Dos and Don'ts
Dos and Don’ts
These are the patterns that separate people who get great results from AI from people who get generic output.
Do: Give context before asking
Bad: “Write an email to a customer.”
Good: “Write an email to a Dubai customer who asked about the Specialized Allez Sprint. He came into the showroom last week and rode a test bike. He has not replied to my follow-up. Tone should be warm but not pushy. Two short paragraphs max.”
Claude works with what you give it. The more relevant context you include upfront, the less iteration you need.
Do: Specify the format you want
Bad: “Summarize this.”
Good: “Summarize this in 5 bullet points. Each point max one sentence. Focus on actionable items.”
Format instructions are free. Use them.
Do: Iterate
Claude responds well to follow-up instructions. After a first draft:
- “Make the first sentence more direct.”
- “Remove the part about pricing — we handle that separately.”
- “Make this 30% shorter.”
- “The tone is too formal. We talk to cyclists, not corporations.”
You do not need to start over. You can shape the output through conversation.
Do: Use the context file
The Adam Bike context file is the most valuable thing in your AI setup. It contains your brand voice, customer profile, product focus, and team information. Every conversation in the Claude Cowork project starts with Claude already knowing your business.
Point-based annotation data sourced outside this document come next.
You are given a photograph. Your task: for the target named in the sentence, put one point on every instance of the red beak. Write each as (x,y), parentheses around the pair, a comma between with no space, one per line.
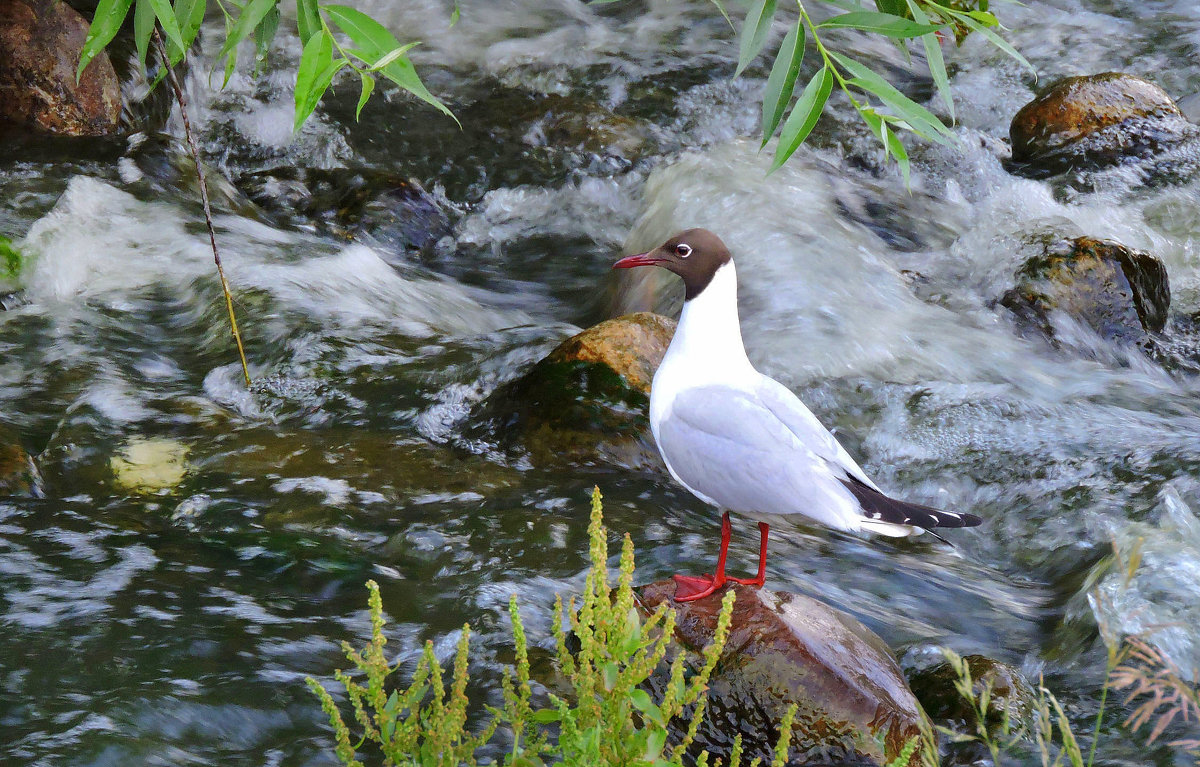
(641,259)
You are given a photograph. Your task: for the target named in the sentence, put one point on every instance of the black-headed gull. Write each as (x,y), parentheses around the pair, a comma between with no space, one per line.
(742,441)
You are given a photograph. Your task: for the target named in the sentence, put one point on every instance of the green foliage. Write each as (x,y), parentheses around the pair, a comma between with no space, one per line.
(601,718)
(883,108)
(906,753)
(996,741)
(11,259)
(333,36)
(1133,665)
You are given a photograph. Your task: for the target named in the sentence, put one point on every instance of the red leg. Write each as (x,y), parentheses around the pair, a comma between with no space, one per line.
(763,531)
(691,587)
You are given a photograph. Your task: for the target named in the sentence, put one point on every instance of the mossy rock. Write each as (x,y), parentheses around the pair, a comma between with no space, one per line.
(1009,693)
(1119,292)
(40,45)
(853,705)
(586,401)
(18,475)
(1093,121)
(351,203)
(589,127)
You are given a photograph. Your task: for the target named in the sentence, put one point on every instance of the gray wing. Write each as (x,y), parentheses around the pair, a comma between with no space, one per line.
(729,447)
(801,421)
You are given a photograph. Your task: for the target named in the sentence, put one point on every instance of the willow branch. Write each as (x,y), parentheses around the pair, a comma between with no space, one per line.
(204,197)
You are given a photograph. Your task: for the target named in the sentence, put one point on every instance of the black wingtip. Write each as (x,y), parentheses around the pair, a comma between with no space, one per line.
(879,507)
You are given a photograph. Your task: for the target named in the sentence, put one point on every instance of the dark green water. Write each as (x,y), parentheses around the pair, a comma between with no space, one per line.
(175,625)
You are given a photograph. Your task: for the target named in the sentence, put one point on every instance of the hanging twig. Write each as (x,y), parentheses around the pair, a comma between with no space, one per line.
(204,197)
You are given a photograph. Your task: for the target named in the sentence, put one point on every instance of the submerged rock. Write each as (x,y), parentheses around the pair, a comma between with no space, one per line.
(352,202)
(855,706)
(150,465)
(587,400)
(934,687)
(40,45)
(588,127)
(1095,121)
(18,475)
(1119,292)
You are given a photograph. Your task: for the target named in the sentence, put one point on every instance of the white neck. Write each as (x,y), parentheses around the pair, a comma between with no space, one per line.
(709,329)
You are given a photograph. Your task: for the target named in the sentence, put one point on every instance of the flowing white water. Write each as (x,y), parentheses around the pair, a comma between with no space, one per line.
(875,303)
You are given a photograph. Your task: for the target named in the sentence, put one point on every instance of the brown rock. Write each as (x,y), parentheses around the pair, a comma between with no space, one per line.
(853,703)
(18,477)
(40,45)
(587,400)
(633,346)
(1093,121)
(1120,292)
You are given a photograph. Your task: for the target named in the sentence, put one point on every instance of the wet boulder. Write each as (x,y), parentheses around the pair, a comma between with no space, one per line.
(351,203)
(1007,690)
(1096,121)
(587,127)
(40,45)
(1119,292)
(18,475)
(587,400)
(855,706)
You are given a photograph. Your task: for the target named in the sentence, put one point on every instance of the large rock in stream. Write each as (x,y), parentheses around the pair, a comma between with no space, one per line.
(1121,293)
(853,703)
(18,475)
(351,203)
(40,45)
(1095,121)
(587,400)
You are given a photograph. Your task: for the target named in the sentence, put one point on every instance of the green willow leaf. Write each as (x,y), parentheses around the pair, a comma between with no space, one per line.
(190,15)
(247,22)
(781,82)
(391,55)
(373,42)
(264,34)
(935,59)
(879,23)
(804,117)
(720,6)
(371,37)
(895,7)
(754,33)
(105,24)
(996,40)
(143,29)
(169,24)
(307,19)
(367,87)
(315,73)
(919,119)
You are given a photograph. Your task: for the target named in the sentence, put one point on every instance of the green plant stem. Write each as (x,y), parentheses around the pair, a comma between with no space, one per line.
(204,198)
(1114,658)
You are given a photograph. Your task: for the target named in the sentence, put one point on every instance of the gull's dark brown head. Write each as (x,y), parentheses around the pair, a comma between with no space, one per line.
(694,255)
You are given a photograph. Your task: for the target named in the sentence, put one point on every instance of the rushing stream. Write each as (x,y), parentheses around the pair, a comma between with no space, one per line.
(175,627)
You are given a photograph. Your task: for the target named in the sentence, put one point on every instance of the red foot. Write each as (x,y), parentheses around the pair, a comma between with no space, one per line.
(691,587)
If you are working on something outside of Cowork, paste the context file content at the start of your conversation.
Do: Tell Claude what role it is playing
“You are Adam Bike’s social media manager. You know our brand is premium but approachable. Our customer is a serious Dubai cyclist aged 28-45.”
This sets the frame for everything that follows. Claude adapts its language, tone, and assumptions to match the role you give it.
Don’t: Accept the first draft as final
The first draft is a starting point. The best results come after one or two rounds of feedback. If the output feels generic, it usually means the prompt lacked specificity, or you just need one round of “make this more [X].”
Don’t: Ask for everything at once
Bad: “Write me a content strategy, five Instagram captions, a product description for the Trek Domane, and an email newsletter for this month.”
Good: Start with one thing. Get it right. Move to the next.
Long, multi-part prompts produce long, mediocre outputs. Break complex work into steps.
Don’t: Publish AI-generated facts without checking
Claude can write convincing product descriptions, but it does not know your actual specs, your current stock, or your prices. Any factual claim in customer-facing content should be checked before it goes live.
Write with Claude, verify with your own sources.
Don’t: Treat a failed output as a failed tool
If Claude gives you something bad, it is almost always a prompt issue. Add more context, be more specific about format, or adjust the role. Do not abandon the task.
Don’t: Re-explain your business every time
That is what the context file is for. If you find yourself typing the same background information repeatedly, add it to your context file. Fifteen minutes of setup saves hours over time.
The single most useful habit
Before you send a prompt, read it back and ask: “Does Claude have everything it needs to do this well?”
If the answer is no, add what is missing. That one habit, applied consistently, will double the quality of your AI output.